Inborn error in the terminal step of aldosterone biosynthesis. Corticosterone methyl oxidase type II deficiency in a North American pedigree

Johannes D Veldhuis, H. E. Kulin, R. J. Santen, T. E. Wilson, J. C. Melby

Research output: Contribution to journalArticle

45 Citations (Scopus)

Abstract

Profound salt wasting developed in a male infant who had marked reductions in serum and urinary aldosterone concentrations despite striking hyperreninemia.

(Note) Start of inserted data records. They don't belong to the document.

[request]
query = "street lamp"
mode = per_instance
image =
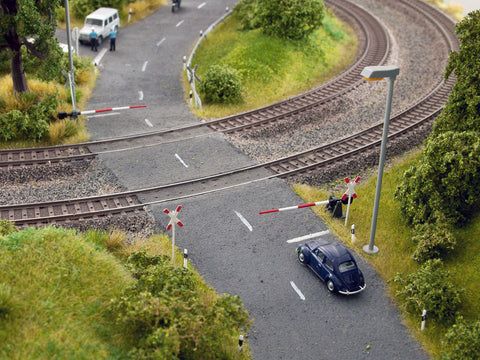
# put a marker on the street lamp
(375, 73)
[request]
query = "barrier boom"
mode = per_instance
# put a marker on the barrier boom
(294, 207)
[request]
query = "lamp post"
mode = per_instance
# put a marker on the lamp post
(375, 73)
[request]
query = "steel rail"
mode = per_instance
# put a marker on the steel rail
(374, 50)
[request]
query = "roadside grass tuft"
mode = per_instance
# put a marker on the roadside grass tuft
(394, 240)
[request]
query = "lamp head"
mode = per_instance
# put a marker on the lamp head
(375, 73)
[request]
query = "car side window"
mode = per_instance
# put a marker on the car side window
(319, 254)
(328, 263)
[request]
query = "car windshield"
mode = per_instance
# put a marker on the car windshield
(346, 266)
(93, 22)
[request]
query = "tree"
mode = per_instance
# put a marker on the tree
(462, 111)
(28, 23)
(290, 19)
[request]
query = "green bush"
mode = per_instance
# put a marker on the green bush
(434, 240)
(6, 227)
(462, 110)
(446, 180)
(169, 315)
(429, 288)
(462, 341)
(246, 12)
(290, 19)
(221, 85)
(12, 125)
(31, 124)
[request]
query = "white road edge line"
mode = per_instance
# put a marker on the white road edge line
(245, 221)
(297, 290)
(181, 160)
(309, 236)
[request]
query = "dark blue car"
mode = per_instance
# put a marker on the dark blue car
(334, 264)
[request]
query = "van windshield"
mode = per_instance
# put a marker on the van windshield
(95, 22)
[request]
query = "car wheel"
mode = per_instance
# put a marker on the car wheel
(330, 286)
(301, 257)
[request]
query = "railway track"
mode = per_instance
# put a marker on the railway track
(425, 111)
(373, 50)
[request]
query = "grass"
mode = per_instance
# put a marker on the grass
(272, 69)
(393, 238)
(56, 287)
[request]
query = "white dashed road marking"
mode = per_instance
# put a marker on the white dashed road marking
(245, 222)
(297, 290)
(309, 236)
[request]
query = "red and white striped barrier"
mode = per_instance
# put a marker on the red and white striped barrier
(87, 112)
(295, 207)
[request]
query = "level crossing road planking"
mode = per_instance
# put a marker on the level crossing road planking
(254, 261)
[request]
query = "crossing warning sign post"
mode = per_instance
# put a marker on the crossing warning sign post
(171, 225)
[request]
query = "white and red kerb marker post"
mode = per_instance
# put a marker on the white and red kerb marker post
(171, 225)
(349, 194)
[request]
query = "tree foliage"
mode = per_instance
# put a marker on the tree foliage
(28, 24)
(431, 289)
(446, 178)
(445, 181)
(462, 111)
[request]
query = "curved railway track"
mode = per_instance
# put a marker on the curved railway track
(373, 50)
(425, 111)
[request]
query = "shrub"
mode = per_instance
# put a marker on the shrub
(246, 11)
(462, 341)
(290, 19)
(446, 180)
(221, 84)
(168, 315)
(429, 288)
(434, 240)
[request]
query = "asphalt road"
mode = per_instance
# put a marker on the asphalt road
(236, 250)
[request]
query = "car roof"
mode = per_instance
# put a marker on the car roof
(335, 251)
(102, 12)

Coincident elevations in plasma and urinary levels of specific 18-hydroxysteroids localized the defect to corticosterone methyl oxidase Type II, the adrenal enzyme responsible for the final step of aldosterone synthesis. Salt replacement but not hydrocortisone ameliorated the clinical and metabolic abnormalities. Evaluation of 33 other family members disclosed the biochemical disorder in six other subjects who were affected in an autosomal-recessive pattern with variably severe clinical manifestations and abnormal ratios of 18-hydroxycorticosterone (or its metabolites) to aldosterone. This inborn error in aldosterone biosynthesis must be distinguished from other heritable, salt-losing defects in adrenal steroidogenesis.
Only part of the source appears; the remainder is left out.